Par la faute de son orgueil, il s’était cru au-dessus des responsabilités
qu’épaulaient les souverains. Que sa destinée de réunifier la race entière
des elfes à travers tous les Plans d’Existence valait bien un petit
sacrifice. Il avait cru que les actes à accomplir, ses méfaits, étaient
nécessaires pour un bien plus grand.
— Pardonnez-moi !
L’air autour de lui redevint des flammes d’une intensité périlleuse. Vinrael
était conscient qu’une trop grande absorption d’Aether secouerait les
fondations magiques de sa cité volante, mais il n’en avait cure. Il ne
désirait plus que de se donner lui-même la mort avec le pouvoir qui avait
causé sa damnation. L’explosion balaya dans le ciel tous les nuages dans un
souffle chaud.
Sous la cité volante, la terre se brisa à maints endroits pendant que des
montagnes s’élevèrent autour de la dépression, isolant des étendues à
présent arides au reste du monde encore épargné par La Chute.

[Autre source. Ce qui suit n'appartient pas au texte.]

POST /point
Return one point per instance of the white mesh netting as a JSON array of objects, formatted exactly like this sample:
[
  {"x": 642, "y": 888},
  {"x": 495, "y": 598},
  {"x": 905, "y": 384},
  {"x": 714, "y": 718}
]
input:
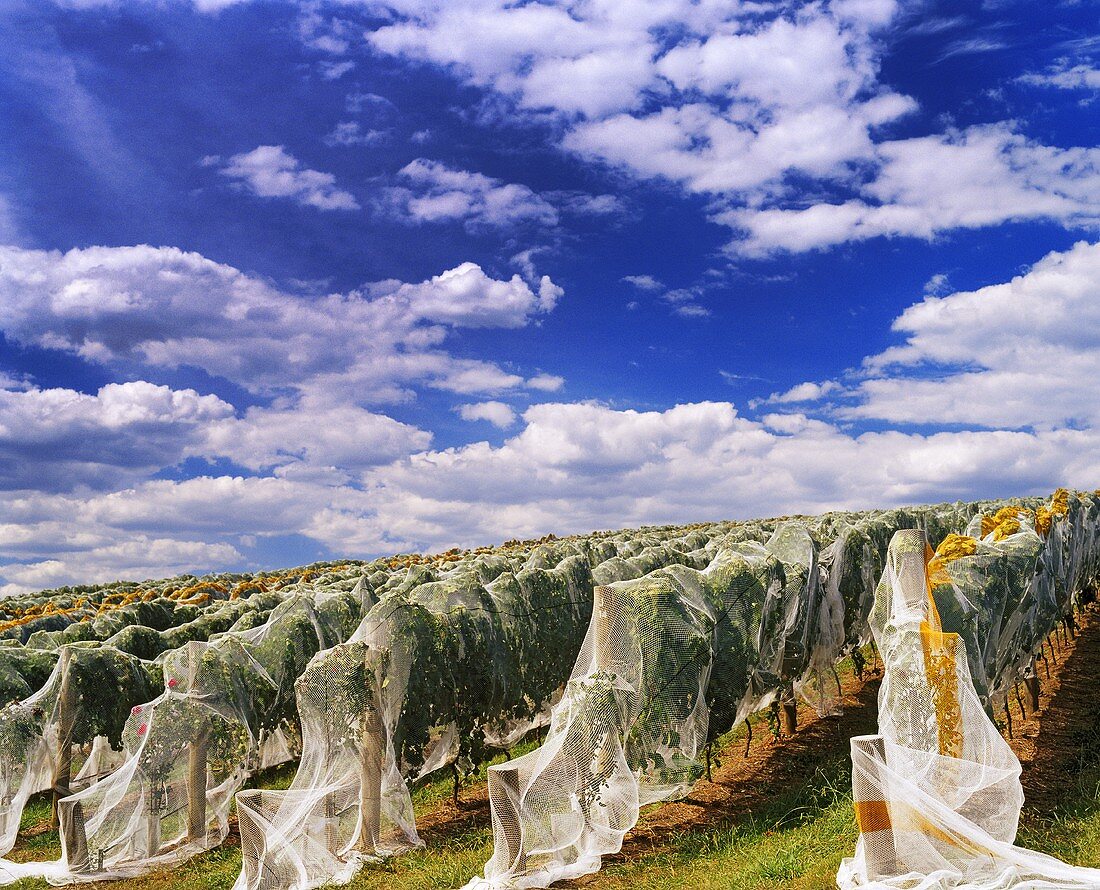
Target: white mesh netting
[
  {"x": 226, "y": 711},
  {"x": 673, "y": 636},
  {"x": 937, "y": 791},
  {"x": 437, "y": 673},
  {"x": 668, "y": 659}
]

Quand le vent se tut enfin, la terre arrêta ses tremblements. De Vinrael et
du palais de ses ancêtres, il ne resta plus rien. De l’endroit où ils
avaient survolé, la terre fut marquée d’une crevasse menant vers un abîme où
nul rayon de soleil n’était encore allé. Une mer s’engouffra dans cet abîme
pour y cacher les vestiges de la Cité de la Lune. Gallendorf, encore sauf,
examina de sa position assurée le résultat du suicide de l’usurpateur. Il
n’en éprouvait que du mépris.
— Tu ne pourras pas t’échapper de ton destin si lâchement, Vinrael. Rien
n’est achevé pour toi; ton châtiment ne fait que s’entamer. Tu n’auras point
de repos jusqu’à la fin de ce monde, Varkhaus.